Danny Troob’s orchestrations are innovative: by the sound of it, he has boldly interpolated keyboards and, I think, tubular bells. Occasionally I found these sounds to be marginally intrusive but, on the whole, it all worked very well.

It’s a diverse and interesting cast, including WAAPA prodigy Lucy Maunder, as Lara. Her presence is everything her character’s should be; always felt. But Anthony Warlow puts them all in the shade: his clarity, diction, ease, control, sublime confidence (you know there’s bugger-all chance, if that, of any notes going AWOL), phrasing, power, unimpeachable pitch; his unadulterated technical perfection, emotive scope and glorious tone never fail his reputation for impeccability.

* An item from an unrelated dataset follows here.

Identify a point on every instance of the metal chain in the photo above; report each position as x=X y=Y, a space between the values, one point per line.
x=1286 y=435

Thus, this is a musical as much, or even more, about Warlow as Yuri Zhivago. And that’s ok. Lest we forget what we can proudly claim as our own. Lucy Simon, Warlow, Zhivago, Lara and Pasternak make this show memorable, if not transcendent. Not in a flashy, glamourous, Broadway-here-we-come kinda way, but with (interestingly and ironically enough, given its American genesis), perhaps, something of an understated, European sensibility.

The details: Doctor Zhivago is playing the Lyric Theatre, Star City — tickets through Ticketmaster. The show moves to Melbourne at Her Majesty’s Theatre from April 12 — Ticketek has tickets. A Brisbane season is also planned for the Lyric Theatre, QPAC.